The units will be offered to Stria shareholders (the "Eligible Stria Shareholders") of record as of the close of business on July 6, 2017 (the "Record Date") pursuant to the "Existing Security Holders" exemption of OSC Rule 45-501 - Ontario Prospectus and Registration Exemptions, and similar prospectus exemptions in other provinces of Canada (the "Existing Shareholder Exemption"), as well as to "accredited investors" in some or all of the provinces of Canada and in other jurisdictions, if any, determined by Stria. Subscriptions by shareholders are subject to a number of conditions, including a limit of $15,000 unless the shareholder has received advice regarding the suitability of an investment in the units from a registered investment dealer. The Company expects to close on at least the minimum Offering on or before July 19, 2017, which remains subject to regulatory approval. Any Eligible Stria Shareholder who wishes to participate in the Offering is asked to please contact Judith Mazvihwa-MacLean, CFO of the Company, at (613) 702-0789 or by email to: judith@striacapital.com in order to receive subscription documentation and instructions. The Offering will remain open to existing shareholders until July 14, 2017. Orders will be processed by the Company on a first come, first served basis such that it is possible that a subscription received from a shareholder may not be accepted by the Company if the Offering is over subscribed. Any person who becomes a shareholder of Stria after the Record Date shall not be entitled to participate in the Offering under the Existing Shareholder Exemption.

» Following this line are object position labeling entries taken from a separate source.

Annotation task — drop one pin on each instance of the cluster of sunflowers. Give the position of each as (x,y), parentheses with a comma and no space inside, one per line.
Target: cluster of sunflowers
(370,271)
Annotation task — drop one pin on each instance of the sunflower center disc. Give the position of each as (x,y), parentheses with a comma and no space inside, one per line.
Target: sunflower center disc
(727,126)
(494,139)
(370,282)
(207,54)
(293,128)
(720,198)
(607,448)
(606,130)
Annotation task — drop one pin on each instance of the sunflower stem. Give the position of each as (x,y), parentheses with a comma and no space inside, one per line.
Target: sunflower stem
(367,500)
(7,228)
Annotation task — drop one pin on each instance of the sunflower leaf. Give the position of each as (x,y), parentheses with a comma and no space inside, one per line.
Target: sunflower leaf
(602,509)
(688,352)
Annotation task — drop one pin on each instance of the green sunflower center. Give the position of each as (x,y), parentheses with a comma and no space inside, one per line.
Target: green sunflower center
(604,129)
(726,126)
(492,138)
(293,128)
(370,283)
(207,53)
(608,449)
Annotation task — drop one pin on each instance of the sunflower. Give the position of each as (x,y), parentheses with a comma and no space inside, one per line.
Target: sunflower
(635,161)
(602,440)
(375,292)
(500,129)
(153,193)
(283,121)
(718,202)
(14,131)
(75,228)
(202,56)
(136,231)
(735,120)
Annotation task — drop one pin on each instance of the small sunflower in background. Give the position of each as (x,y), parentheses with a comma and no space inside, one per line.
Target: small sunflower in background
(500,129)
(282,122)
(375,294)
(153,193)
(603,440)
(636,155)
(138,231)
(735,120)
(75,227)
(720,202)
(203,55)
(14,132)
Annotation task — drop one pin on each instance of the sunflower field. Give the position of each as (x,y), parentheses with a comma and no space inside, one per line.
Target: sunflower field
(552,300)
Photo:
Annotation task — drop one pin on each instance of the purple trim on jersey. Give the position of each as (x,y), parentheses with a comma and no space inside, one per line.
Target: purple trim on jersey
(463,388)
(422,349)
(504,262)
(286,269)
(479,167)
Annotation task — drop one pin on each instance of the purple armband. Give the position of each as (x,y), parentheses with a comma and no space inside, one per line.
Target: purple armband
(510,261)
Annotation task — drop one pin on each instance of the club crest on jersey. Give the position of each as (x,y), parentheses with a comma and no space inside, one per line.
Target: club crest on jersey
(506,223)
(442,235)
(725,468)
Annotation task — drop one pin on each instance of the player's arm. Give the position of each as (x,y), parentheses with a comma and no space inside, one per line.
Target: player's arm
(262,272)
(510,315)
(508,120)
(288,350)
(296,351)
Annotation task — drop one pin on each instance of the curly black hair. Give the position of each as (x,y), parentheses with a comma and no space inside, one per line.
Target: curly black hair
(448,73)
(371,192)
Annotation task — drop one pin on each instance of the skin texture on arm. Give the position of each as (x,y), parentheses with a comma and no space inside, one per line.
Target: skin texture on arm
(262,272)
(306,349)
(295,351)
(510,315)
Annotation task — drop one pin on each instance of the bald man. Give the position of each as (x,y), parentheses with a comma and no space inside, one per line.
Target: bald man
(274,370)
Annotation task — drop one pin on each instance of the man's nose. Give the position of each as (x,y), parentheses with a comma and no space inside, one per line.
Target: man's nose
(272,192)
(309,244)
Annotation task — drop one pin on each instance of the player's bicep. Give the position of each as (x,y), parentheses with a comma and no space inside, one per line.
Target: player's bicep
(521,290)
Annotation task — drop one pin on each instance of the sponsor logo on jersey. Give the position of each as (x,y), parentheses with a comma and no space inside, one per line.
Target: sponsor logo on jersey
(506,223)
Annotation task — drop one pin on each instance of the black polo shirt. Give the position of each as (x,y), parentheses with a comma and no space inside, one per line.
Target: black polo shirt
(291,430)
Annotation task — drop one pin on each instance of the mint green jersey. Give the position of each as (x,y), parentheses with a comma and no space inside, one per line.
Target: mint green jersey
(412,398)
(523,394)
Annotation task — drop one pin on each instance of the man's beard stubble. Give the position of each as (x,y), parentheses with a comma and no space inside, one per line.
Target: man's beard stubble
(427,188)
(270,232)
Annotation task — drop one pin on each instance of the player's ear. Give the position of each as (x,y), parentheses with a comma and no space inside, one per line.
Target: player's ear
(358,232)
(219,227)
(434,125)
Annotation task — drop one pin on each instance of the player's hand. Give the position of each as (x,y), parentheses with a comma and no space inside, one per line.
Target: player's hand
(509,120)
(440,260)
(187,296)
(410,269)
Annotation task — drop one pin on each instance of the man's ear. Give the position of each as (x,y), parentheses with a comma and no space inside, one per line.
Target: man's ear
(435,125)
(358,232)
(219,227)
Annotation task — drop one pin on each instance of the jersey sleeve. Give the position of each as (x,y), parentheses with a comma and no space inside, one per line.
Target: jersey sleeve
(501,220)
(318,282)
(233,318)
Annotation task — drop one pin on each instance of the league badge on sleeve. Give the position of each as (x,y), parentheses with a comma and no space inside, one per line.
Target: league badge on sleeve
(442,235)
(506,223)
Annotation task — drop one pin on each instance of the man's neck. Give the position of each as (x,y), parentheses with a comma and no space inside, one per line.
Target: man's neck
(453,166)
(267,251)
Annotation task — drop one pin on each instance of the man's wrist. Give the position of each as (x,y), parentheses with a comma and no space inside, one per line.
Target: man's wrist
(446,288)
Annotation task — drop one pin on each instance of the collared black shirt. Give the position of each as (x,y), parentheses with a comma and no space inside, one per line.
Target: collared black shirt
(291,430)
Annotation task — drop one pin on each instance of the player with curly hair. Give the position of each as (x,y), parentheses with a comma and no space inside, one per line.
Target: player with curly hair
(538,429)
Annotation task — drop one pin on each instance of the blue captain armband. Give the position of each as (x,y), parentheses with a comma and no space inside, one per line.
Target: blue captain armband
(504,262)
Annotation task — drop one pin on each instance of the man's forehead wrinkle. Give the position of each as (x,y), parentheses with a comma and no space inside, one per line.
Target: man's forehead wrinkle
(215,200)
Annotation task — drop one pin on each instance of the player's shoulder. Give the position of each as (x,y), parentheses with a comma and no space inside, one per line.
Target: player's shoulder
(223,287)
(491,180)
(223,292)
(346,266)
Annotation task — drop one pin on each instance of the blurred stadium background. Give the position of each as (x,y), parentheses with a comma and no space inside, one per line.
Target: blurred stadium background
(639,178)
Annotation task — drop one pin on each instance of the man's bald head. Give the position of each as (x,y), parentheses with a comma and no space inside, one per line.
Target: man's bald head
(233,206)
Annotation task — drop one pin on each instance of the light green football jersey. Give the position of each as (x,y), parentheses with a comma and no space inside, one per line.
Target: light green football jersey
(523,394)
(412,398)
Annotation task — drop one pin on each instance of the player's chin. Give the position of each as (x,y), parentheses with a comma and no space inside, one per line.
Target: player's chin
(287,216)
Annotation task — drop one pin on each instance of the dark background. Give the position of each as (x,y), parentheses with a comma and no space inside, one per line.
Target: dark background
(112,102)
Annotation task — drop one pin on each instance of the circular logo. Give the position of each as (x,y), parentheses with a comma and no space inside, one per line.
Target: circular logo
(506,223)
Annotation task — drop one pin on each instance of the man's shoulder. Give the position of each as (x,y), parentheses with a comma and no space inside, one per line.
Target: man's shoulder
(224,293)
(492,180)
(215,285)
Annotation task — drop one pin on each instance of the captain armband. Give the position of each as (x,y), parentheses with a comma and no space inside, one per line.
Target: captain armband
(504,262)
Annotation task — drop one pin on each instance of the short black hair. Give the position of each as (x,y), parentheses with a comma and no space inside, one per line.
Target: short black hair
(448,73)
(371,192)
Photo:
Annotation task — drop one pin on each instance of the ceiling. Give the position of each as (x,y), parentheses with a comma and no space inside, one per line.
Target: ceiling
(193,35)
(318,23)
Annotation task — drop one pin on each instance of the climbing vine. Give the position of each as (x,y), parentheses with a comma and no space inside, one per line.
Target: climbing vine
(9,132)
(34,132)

In connection with the private placement, Stria may pay a cash commission to various securities dealers in an amount equal to 7% of the proceeds from the sale of units through such dealers. Stria may also issue non-transferable warrants to such dealers in an amount equal to 7% of the number of units sold through them. Such warrants will entitle the holder to purchase one common share of the Company at a price of $0.05 for a period of 36 months.
Over the next six month period, the Company shall use the gross proceeds of the Offering as follows: (i) in the event of the minimum Offering, the Company will use the proceeds for general corporate purposes ($66,000), which includes the further development of its lithium extraction process, to pay the finder's fee under the Offering (up to $14,000) and to reduce it current liabilities ($120,000); (ii) in the event of the maximum Offering, the Company will use the proceeds for general corporate purposes ($120,000), which includes the further development of its lithium extraction process, to conduct an exploration program on its Pontax spodumene lithium property ($225,000), to pay the finder's fee under the Offering (up to $35,000) and to reduce it current liabilities ($120,000). Stria is not aware of any "material fact" or "material change", as such terms are defined under applicable securities legislation, related to the Company or its activities that has not been generally disclosed.
Finally, the Company announces that Dr. Iain Todd has resigned as President and Chief Operating Officer, to pursue another career opportunity. Stria wishes to thank Dr. Todd for his services and wishes him the best of luck in his future endeavors.